The minimum amount that cannot be obtained from the set

Concept

Suppose we had a bool array representing which numbers have not yet been found (by summing).

For each number n we meet in an ordered (increasing value) subset of S , we do the following:

• For each existing True value in position i in numbers we set numbers[i + n] to True
• Set numbers[n] to True

With the help of such a sieve, we mark all the numbers found as True and iterate over the array when the algorithm completes, we find the minimum unattainable amount.

Completion

Obviously, we cannot have such a solution, because the array must be infinite in order to work for all sets of numbers.

The concept can be improved by making a few comments. When you enter 1, 1, 3 array becomes (sequentially):

^{(numbers represent True values)}

An important point to make:

• (3) For each next number, if previous numbers have already been found, it will be added to all these numbers. This means that if there were no spaces before the number, there will be no spaces after this number .

For the next input 7 it can be argued that:

• (4) Since the input order is ordered, the number will not be less than 7
• (5) If the numbers are not less than 7 , then 6 cannot be obtained

We can conclude that:

• (6) the first gap is the minimum unattainable number .

Algorithm

Due to (3) and (6), we actually do not need the numbers array, we only need one value, max - is the maximum number found so far .

Thus, if the next number n greater than max + 1 , then a space will be made, and max + 1 is the minimum unattainable number.

Otherwise, max becomes max + n . If we skipped all S , the result would be max + 1 .

Actual code (C # easily converted to C):

 static int Calculate(int[] S) { int max = 0; for (int i = 0; i < S.Length; i++) { if (S[i] <= max + 1) max = max + S[i]; else return max + 1; } return max + 1; } 

It should run pretty fast, since this is obviously linear time (O (n)). Since the input to the function must be sorted, with quick sort it will be O (nlogn). I managed to get the results M = N = 100000 on 8 cores in just 5 minutes.

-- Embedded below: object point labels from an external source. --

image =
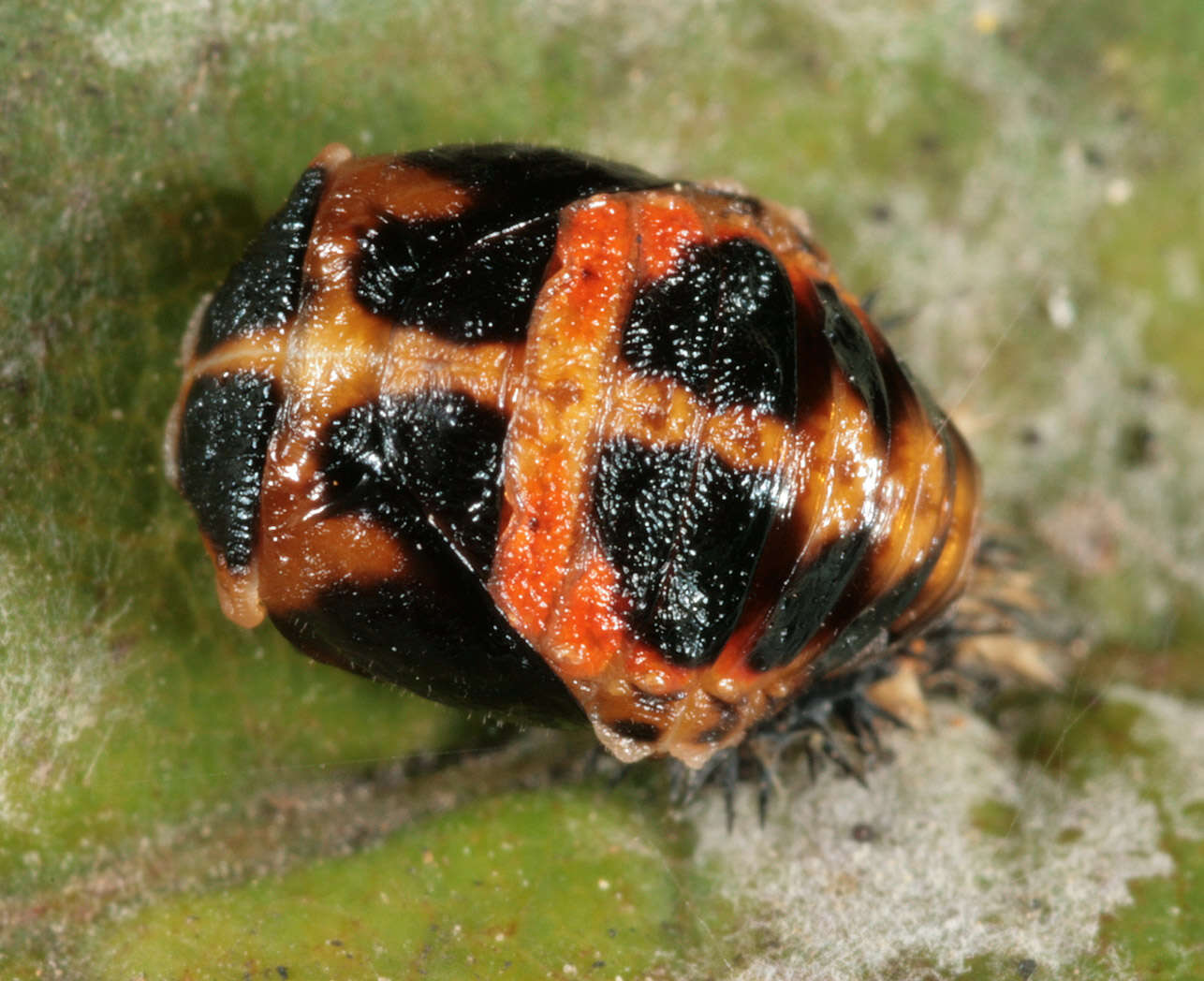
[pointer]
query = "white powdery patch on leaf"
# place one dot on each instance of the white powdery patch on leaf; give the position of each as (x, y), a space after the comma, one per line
(173, 34)
(53, 677)
(1175, 728)
(930, 886)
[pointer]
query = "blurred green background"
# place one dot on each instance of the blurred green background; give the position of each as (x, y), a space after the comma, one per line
(1021, 182)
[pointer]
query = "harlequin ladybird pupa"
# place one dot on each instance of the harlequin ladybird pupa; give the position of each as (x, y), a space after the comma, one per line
(529, 431)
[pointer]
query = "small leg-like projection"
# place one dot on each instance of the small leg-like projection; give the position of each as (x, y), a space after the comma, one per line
(814, 723)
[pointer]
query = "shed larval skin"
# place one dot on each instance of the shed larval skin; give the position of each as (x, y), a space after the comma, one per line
(534, 432)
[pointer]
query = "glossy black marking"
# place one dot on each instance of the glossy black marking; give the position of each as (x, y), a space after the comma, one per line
(684, 533)
(437, 451)
(223, 446)
(721, 325)
(728, 719)
(264, 287)
(475, 277)
(855, 355)
(808, 601)
(436, 634)
(635, 729)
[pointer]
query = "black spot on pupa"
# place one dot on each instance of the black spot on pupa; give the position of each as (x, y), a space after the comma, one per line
(475, 277)
(264, 287)
(684, 533)
(723, 325)
(635, 729)
(223, 446)
(438, 451)
(434, 632)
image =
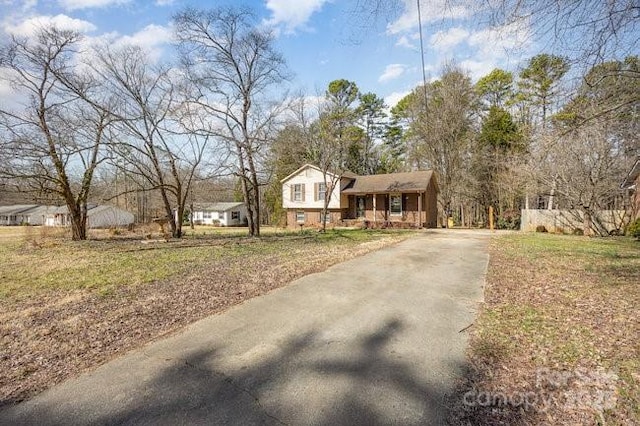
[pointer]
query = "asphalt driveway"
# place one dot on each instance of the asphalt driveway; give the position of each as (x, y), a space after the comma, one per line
(375, 340)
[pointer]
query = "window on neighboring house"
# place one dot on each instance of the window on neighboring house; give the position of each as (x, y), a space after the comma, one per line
(322, 191)
(298, 192)
(395, 204)
(326, 218)
(360, 207)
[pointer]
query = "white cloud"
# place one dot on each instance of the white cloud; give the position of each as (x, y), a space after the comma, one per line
(431, 11)
(152, 39)
(87, 4)
(404, 42)
(30, 26)
(292, 14)
(393, 98)
(498, 41)
(149, 37)
(444, 40)
(477, 67)
(391, 72)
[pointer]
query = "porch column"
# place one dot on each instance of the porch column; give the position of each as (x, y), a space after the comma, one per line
(419, 209)
(374, 208)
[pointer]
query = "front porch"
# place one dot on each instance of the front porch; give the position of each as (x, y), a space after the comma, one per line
(409, 210)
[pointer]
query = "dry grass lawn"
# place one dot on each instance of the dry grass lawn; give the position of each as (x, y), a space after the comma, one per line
(558, 339)
(69, 306)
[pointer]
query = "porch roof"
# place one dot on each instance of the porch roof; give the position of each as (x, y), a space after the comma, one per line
(393, 182)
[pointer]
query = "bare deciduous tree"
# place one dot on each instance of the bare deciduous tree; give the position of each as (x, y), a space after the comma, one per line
(55, 141)
(232, 65)
(153, 117)
(441, 133)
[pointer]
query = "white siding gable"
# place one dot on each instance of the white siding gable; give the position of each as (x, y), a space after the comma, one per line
(309, 178)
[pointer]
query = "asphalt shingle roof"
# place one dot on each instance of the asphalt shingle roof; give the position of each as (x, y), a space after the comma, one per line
(393, 182)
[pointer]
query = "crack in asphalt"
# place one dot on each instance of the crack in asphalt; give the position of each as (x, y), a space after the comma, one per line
(228, 379)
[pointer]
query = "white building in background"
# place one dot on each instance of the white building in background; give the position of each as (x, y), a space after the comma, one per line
(220, 214)
(24, 214)
(98, 216)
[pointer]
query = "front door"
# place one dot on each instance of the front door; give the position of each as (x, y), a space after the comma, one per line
(360, 209)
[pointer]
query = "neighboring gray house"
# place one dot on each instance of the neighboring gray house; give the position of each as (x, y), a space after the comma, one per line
(98, 216)
(222, 214)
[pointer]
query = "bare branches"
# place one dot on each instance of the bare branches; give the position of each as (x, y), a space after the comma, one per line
(231, 66)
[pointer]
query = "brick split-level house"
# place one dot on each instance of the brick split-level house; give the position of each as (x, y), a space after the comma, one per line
(395, 199)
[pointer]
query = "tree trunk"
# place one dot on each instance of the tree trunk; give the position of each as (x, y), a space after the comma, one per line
(587, 222)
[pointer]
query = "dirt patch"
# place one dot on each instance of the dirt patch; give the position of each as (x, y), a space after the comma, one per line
(556, 342)
(57, 334)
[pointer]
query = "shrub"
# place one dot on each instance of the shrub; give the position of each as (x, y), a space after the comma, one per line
(510, 219)
(541, 228)
(633, 229)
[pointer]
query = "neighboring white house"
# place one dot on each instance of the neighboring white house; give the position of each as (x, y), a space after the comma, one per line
(98, 216)
(38, 214)
(16, 214)
(221, 214)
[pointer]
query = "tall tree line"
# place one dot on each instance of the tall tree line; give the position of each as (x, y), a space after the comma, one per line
(163, 124)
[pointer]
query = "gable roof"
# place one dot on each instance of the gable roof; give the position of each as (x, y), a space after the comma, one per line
(220, 207)
(632, 176)
(346, 173)
(16, 209)
(392, 182)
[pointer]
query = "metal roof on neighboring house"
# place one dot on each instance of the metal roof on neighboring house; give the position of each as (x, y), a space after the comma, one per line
(392, 182)
(220, 207)
(16, 209)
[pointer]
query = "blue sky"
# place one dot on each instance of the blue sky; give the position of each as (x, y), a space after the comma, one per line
(322, 40)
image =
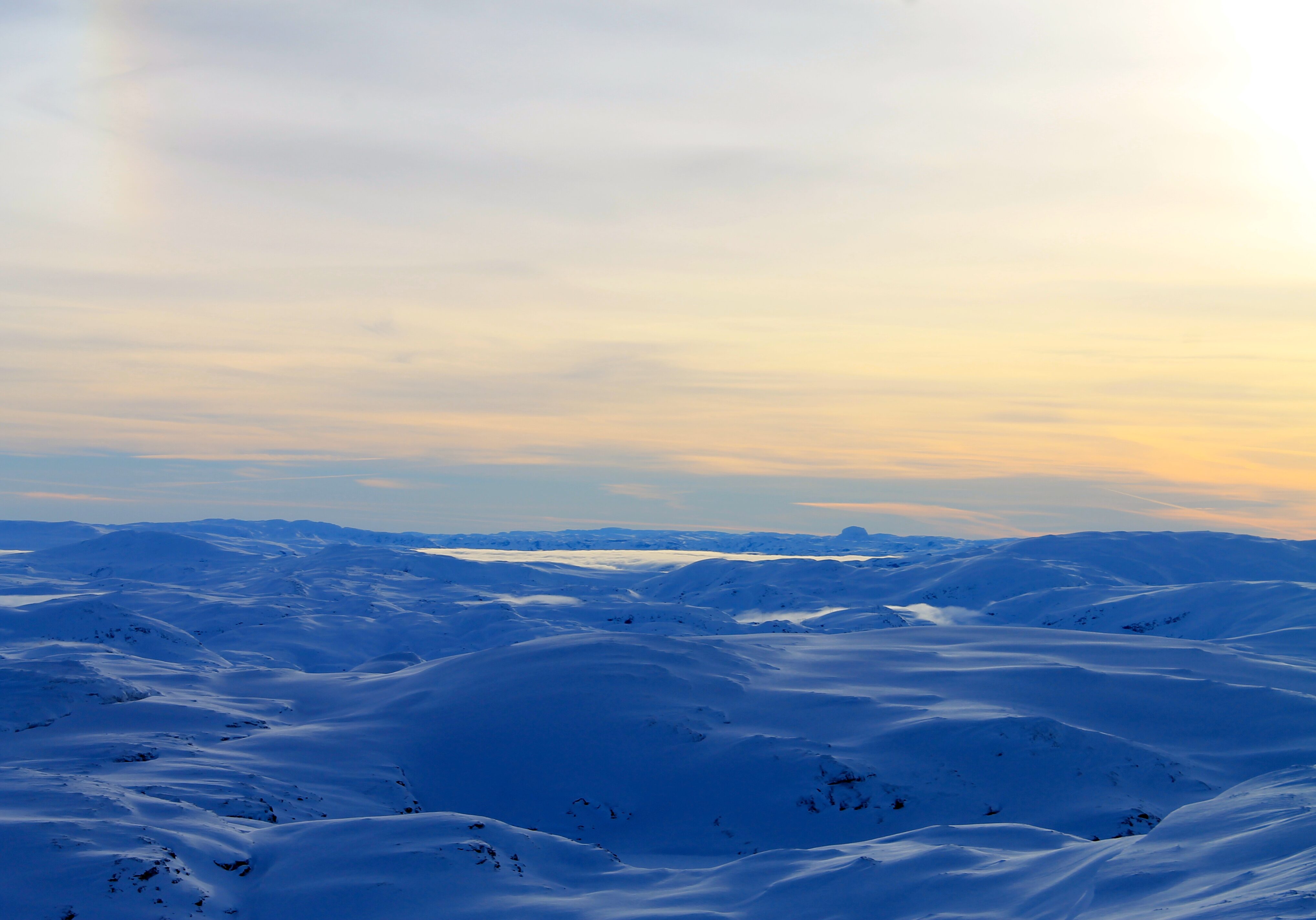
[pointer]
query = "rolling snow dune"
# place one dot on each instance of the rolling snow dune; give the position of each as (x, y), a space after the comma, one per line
(298, 720)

With the upper limit of the number 10 ^ 9, you can use the radix sort to approximate the O (n) time for sorting, however this will still be more than 2 seconds due to the large number of required types.

But we can use the statistical probability of 1 random to eliminate the subsets before sorting. First check if 1 exists in S , if not, then each query result is 1, because it cannot be received.

Statistically, if we randomly out of 10 ^ 9 numbers 10 ^ 5 times, we have a 99.9% chance of not getting a single one.

Before each sort, check to see if it contains a subset of 1; if not, then its result is one.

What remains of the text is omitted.